Tough choices: Devolved, and deferred
Scotland and Wales produced their new budget plans on Wednesday, less than a month after Chancellor Osborne told them how much money he had to give them between now and 2014-15.
Particularly in Scotland, politicians in the devolved nations have tended to say they have the worst of the cuts. The Treasury insists that they have only had their fair share. The answer is that they are both right.
Overall, the chancellor in the spending review decided that departmental spending across the UK was going to be cut by 11% in real terms by 2014-15. Another way to think about that is that it is just a bit better than a cash freeze. The real cut in the block grant for Wales and Scotland is also 11%, with the cut for Northern Ireland only slightly lower: 10%.
As we know, the Westminster government made a decision not to distribute the pain equally. Far from it. The NHS in England and overseas development will get real increases - albeit very small ones in the case of the NHS. That means unprotected departments are looking at a cut of 19%. The schools budget and defence are doing much better than that, meaning really eye-watering cuts for, among other things, higher education and housing.
The Welsh and Scottish governments also had to decide how to distribute that 11%. But arguably, they had less room for manoeuvre than Mr Osborne, because there have fewer places to distribute it. In that sense, things are a little harder for them. Health and education between them account for around two-thirds of spending by the Scottish government. They account for an even larger share of the Welsh budget. .
You can see the difference this makes in the cuts in capital spending which the Treasury pencilled in for Scotland and Wales at the time of the Spending Review. Across the UK, there will be an average 29% real cut in capital spending by departments by 2014-15 - but the cut for Scotland and Wales is close to 40%. The Scottish government tried to lessen that cut slightly today, but it did not have room to do much.

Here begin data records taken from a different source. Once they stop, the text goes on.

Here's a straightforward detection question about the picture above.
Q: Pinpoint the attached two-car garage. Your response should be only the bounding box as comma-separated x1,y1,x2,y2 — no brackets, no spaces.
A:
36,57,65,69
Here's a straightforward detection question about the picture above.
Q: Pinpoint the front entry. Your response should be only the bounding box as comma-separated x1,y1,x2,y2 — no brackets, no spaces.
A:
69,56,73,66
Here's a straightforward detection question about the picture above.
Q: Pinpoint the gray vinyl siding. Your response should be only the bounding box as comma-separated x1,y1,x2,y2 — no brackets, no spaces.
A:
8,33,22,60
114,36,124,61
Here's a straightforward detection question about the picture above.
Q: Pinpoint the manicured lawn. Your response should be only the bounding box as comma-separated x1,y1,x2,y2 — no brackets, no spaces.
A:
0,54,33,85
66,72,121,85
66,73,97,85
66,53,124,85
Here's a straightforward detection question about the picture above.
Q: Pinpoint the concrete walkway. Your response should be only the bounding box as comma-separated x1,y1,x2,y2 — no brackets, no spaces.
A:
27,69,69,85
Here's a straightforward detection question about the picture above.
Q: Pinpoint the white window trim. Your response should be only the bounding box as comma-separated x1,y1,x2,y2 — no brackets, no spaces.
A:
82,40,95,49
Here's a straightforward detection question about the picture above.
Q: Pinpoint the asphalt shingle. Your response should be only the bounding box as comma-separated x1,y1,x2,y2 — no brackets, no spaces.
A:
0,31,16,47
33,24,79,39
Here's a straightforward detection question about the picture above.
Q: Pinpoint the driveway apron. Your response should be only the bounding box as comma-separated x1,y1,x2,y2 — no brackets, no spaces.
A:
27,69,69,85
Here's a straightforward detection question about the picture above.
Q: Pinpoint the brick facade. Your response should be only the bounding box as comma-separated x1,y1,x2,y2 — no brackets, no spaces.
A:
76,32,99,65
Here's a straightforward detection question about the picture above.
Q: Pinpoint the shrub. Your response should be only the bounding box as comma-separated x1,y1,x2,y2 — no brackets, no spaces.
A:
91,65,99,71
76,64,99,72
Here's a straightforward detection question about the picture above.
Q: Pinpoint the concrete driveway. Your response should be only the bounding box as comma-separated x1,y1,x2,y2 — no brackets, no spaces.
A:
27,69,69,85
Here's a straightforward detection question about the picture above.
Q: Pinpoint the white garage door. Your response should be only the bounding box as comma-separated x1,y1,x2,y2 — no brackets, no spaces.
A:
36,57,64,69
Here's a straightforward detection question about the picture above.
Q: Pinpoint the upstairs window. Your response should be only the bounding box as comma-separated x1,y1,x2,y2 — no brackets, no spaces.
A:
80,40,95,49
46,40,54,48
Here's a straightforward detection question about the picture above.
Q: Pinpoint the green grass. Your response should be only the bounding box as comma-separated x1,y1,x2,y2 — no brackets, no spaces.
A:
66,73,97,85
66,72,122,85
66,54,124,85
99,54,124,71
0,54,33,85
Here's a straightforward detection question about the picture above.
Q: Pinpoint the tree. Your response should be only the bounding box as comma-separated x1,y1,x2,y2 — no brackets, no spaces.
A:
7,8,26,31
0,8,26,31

In this draft budget, Wales is going it alone in suggesting that everyone - and every department - should take their fair share of pain. If passed by the Assembly, the budget would cut health spending by nearly 8% in real terms, with similar cuts for education and local government.
If devolution is supposed to be about nations having the freedom to go their own way, this may be the most striking example yet. It will be interesting to see if they manage to hold the line, if and when the difference in health spending between Wales the rest of the UK starts to become obvious to voters.
The Scottish government played it differently - displaying, in many ways, similar priorities to the chancellor in Westminster. As in England, health is being protected, while universities, prisons and housing are being hit. There is also the obligatory public sector pay freeze and talk of sweeping efficiency savings.
However, George Osborne did at least bother to come up with spending totals through to 2014-15. Today's Scottish budget only covers 2010-11. It's easy to see why the other years have been left blank: there is the small matter of a Scottish election in May. But it does mean that a lot of the tough decisions have been kicked down the road.